Acquisitions strengthened Nucor’s customer base, geographic coverage, & lineup of product
offerings. Through acquisitions and organic growth Nucor had become the second-largest
steel company in the United States by the end of the 1990’s.

Nucor continued to be a technology leader & to be aggressive in constructing new plant


capacity, particularly when such construction offered the opportunity to be first-to-the market
with new steel making technologies..Nucor management made conscious effort to focus on
the introduction of disruptive technologies & leapfrog technologies.

Nucor continue making capital investment to improve plant efficiency & keep production
cost low.
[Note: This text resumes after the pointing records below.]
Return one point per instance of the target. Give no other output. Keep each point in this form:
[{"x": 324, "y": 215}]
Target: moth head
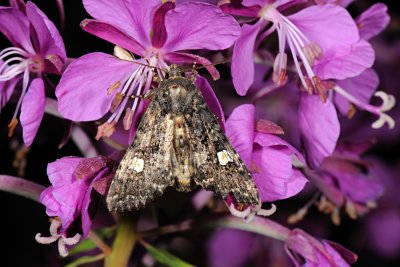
[{"x": 175, "y": 71}]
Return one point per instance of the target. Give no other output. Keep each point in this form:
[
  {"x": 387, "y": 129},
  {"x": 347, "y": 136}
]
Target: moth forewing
[{"x": 179, "y": 143}]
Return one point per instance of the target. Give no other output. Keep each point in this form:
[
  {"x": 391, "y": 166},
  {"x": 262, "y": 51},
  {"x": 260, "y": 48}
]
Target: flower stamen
[
  {"x": 54, "y": 236},
  {"x": 388, "y": 102}
]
Nucor had built state-of-art facilities in the most economical fashion possible and
then made it standard company practice to invest aggressively in plant modernization and
efficiency improvements as technology advanced and new cost saving opportunities emerged.
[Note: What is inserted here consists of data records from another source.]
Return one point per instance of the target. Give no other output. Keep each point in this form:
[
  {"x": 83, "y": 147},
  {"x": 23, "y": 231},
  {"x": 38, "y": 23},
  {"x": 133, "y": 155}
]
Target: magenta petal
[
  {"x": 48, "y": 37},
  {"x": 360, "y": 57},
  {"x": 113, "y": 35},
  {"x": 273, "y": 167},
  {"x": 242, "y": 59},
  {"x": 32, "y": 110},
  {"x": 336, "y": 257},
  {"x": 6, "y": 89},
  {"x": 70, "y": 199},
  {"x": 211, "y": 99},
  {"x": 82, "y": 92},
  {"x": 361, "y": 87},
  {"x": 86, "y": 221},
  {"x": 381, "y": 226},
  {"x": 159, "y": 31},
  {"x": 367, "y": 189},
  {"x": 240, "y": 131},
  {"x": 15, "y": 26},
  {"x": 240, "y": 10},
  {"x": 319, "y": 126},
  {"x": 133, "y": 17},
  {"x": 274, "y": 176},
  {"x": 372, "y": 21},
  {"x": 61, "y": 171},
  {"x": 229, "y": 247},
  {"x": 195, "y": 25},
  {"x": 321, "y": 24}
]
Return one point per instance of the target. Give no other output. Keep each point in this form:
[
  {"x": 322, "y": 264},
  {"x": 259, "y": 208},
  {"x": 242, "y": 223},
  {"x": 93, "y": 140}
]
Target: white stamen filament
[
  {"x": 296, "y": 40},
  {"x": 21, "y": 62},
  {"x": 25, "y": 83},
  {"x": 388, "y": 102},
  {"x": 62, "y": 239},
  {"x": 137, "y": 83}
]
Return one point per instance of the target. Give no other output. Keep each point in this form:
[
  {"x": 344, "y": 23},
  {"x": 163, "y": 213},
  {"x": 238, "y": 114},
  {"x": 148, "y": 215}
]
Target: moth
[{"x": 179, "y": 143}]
Although Nucor strived to keep wages low, research shows that it has the most satisfied
employees in the industry. Nucor provides job security to all employees, having never needed
to initiate mass lay-offs. Nucor also offers excellent fringe benefits, including group health
insurance and education reimbursement for its employee’s children. All employees are also
given incentive pay for working hard and meeting production goals.

Nucor was in a great position for future success because the industry was fragmented and
there were many small competitors. Unfortunately for Nucor though, the U.S. government
continually gave subsidies to these smaller mills, which allowed them to simply “limp along
and weaken the industry.”

In the early twenty-first century, the U.S. steel industry, overall, was in trouble. According to
The Economist, Nucor was the only U.S. steel company that was “indisputably healthy.”
Because of an increasing amount of cheap imports, rising energy prices, and decreasing
demand, over a dozen U.S. producers were now operating under Chapter 11 bankruptcy-law
(this protection allowed bankrupt companies to sell steel cheaper than non-Chapter 11
companies).

In order to help protect domestic producers from cheap imports, President Bush imposed
“antidumping tariffs” in March 2002. By the end of the year, domestic steel prices had risen
40 percent, but international hostility was increasing. In November 2003 the WTO ruled
against the tariffs and Bush was forced to withdraw. For these and other reasons Nucor
struggled in 2002 and 2003, but did remain profitable in all quarters.

During this time period, international steel producers were also becoming increasingly
consolidated. Much of the domestic scrap steel was now being exported to these international
conglomerates making it difficult for Nucor to find affordable raw materials. By 2004 Nucor
was facing an increasingly uncertain environment. There was much new technology being
developed that would decrease the need for scrap steel and other raw materials, but it was not
yet well enough developed that Nucor could starting using it.

In order to remain competitive Nucor must continue to acquire new steel mills in order to
keep up with foreign conglomerates. Nucor needs also to strengthen its relationships with
producers / miners of raw materials by becoming key stakeholders or setting up strategic
alliances with these companies. Finally, Nucor should begin investing more in research and
development rather than just copying the technology of other producers. As the industry
becomes more consolidated it is going to become more difficult to copy other producer’s
technology. Plus Nucor should invest in R & D simply to try to stay ahead of the competition.